One of the scariest parts of the current GST debate in Canberra has been the prospect of extending the tax to cover education expenses.
Many parents with kids in private schools would struggle to pay an extra 10 or 15 per cent on top of existing fees, prompting the Independent Schools Council of Australia to warn of a potential surge of students back into the state system.
The cost of private school education is already an expensive thorn in parents’ sides. The top schools in our capital cities charge as much as $25,000 per year – you can double that figure if you want to include boarding for rural and regional students – which is a sizeable dent in the household budget.
So how can parents of a newborn child today manage their finances and investments to make sure they’ll have the cash required for school fees five, 10 or 15 years down the track?
“It comes up in almost every conversation I have with parents,” says Chris Magnus, a partner at Ark Total Wealth Financial Planning.
“Even if you are ambivalent about sending your child to a private school, you need to take steps to save money because you want your decision to be based on something other than whether you can afford it.
“And the earlier you can start saving for private school fees, the earlier you can start taking advantage of compound interest.”
The big problem at present is that savings account interest rates are low, meaning investments in riskier asset classes might be needed to build the required nest egg.
Make a plan
Mr Magnus recommends parents set aside about $25,000 to $30,000 a year to cover tuition costs, excursions, books, extra-curricular activities and private tutoring.
In order to raise the funds, parents can take the low-risk option of setting aside money every week in the mortgage offset account or consider riskier share and property portfolios.
Those taking the latter road need to get solid financial advice, because both property and share markets come with risk profiles quite different to those seen in the years before the global financial crisis.
“One option is to buy an investment property and sell it down the track or borrow against it to unlock the equity,” Mr Magnus says. “However, you need to make sure you bought a solid investment that will appreciate in value.
“You could also invest in the share market, which would mean you would not have to pay capital gains tax, and you can always sell a part of the portfolio as it is a more liquid investment.
“But shares are also a lot more volatile and, as we have seen in the past 10 years, they can take a dive.”
The trick to investing in property or shares is taking a 10-year approach, Mr Magnus says, “to give your investments time to realise the value”.
Many parents opt for specialised Education Savings Plans (ESPs), which are essentially managed funds for the purpose of raising tuition fees.
“They are quite conservative investments in that the risk is low and the return moderate,” Mr Magnus says. “All of the hard work is done for the investor, and there are some inbuilt fees to be aware of.”
Financial planner Michael Miller of MLC Advice Canberra says saving and investing in an education investment bond can be tax effective for high-income earners.
“You need to check the conditions of the provider because they do vary from one to another,” he says, “but the earnings are taxed at 30 per cent which is lower than the marginal tax rate of many investors.
“With careful management of how and when you spend the money, you might end up with tax-free earnings.”
Mr Miller says the best part about an education investment bond is its name – there’s no mistaking what that money is meant to be for, so it’s less likely to be spent on a new car or expensive holiday.

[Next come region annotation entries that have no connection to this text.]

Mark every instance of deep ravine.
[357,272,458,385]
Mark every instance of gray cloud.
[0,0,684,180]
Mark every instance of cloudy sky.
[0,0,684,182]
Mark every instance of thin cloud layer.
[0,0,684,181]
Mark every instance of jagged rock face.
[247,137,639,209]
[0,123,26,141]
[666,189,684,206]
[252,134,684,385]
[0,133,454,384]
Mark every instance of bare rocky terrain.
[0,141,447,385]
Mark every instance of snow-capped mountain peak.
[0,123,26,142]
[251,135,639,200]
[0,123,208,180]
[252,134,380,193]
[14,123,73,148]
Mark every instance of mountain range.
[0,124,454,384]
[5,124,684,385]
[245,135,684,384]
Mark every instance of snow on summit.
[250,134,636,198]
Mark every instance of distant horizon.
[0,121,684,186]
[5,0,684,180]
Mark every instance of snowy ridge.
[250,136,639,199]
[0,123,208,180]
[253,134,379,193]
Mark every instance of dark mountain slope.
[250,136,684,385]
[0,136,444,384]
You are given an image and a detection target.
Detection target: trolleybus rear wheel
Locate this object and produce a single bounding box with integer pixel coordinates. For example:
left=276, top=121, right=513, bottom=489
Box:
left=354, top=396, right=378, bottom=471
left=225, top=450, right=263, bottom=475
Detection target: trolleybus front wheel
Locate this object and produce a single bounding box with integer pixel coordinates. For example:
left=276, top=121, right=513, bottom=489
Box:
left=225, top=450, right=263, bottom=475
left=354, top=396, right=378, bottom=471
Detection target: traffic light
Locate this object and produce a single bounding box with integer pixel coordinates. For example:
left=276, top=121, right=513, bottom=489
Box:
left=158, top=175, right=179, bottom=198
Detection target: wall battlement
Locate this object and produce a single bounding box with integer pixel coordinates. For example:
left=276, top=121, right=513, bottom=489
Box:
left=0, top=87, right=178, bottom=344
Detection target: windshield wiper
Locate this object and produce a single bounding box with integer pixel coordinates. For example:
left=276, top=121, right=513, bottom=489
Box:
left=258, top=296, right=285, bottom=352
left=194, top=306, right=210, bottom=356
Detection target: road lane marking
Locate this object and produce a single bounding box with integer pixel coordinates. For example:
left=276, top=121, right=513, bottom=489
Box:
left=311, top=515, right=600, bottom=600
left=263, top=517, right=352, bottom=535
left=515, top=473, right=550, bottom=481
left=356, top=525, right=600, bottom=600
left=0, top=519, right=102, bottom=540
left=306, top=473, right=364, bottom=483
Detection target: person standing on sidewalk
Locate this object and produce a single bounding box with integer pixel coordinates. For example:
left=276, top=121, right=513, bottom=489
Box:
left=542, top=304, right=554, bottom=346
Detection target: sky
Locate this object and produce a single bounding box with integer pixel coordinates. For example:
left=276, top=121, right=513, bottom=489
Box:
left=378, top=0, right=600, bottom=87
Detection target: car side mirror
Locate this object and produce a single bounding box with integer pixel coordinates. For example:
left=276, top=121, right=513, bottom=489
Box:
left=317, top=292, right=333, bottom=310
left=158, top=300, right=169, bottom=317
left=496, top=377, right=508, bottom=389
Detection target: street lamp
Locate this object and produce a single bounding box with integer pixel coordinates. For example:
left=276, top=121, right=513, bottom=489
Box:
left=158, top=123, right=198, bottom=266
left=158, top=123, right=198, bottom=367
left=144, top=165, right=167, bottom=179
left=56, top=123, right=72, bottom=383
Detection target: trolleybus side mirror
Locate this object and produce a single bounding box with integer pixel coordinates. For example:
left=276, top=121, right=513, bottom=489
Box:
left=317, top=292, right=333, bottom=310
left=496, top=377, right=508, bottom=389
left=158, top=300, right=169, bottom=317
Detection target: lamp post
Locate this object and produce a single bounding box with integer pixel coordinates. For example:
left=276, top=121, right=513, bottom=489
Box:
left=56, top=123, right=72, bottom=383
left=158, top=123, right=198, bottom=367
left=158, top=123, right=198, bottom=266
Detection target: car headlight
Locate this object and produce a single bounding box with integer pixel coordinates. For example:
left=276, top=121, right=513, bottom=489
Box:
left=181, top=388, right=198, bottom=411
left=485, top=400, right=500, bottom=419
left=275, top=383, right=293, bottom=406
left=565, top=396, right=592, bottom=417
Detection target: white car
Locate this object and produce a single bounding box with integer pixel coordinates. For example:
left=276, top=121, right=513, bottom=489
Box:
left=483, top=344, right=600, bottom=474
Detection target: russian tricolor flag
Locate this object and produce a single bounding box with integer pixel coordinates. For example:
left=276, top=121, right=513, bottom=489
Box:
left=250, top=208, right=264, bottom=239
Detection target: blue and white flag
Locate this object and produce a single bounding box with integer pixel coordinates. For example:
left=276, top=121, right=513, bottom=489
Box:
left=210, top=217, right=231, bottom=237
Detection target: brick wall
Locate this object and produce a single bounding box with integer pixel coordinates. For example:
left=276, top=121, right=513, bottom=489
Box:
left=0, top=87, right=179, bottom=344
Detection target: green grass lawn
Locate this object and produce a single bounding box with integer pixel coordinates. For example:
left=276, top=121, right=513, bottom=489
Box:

“We’ve seen grandparents setting them up for grandchildren, or parents starting an investment which other family members contribute to for birthdays and other special occasions,” he says.
Whichever investment path you take, it makes sense to shop around when your child finally reaches school age.
According to the CEO of education website School Places, Natalie Mactier, there are a few myths surrounding private school fees.
School Places connects private schools with parents looking for last-minute school places. The site has 100 private schools on board – mostly independents with a few Catholic and Christian schools – and the fees range from under $5000 up to a handful of $25,000 places at the top schools.
“School vacancies are a moveable feast and places do become available at private schools outside of traditional enrolment times,” Ms Mactier says.
“Some of these schools may even offer discounts to fill a place quickly, it could be up to a 40 per cent discount sometimes on fees, which may apply for the first year or even up to three years.”
Ms Mactier adds that 60 per cent of the schools on the site have been offering fees at discounted rates.
“There is this idea that private school fees are extremely unaffordable. While there are some expensive pockets, most of the schools on our site offer fees between $8000 and $10,000 and we have a few schools that are offering places for under $5000.”
It will be months before we know whether a GST hit on education is part of the government’s tax-reform agenda. If it is, that’s another reason to get your school fees saving and investment plans in place sooner rather than later.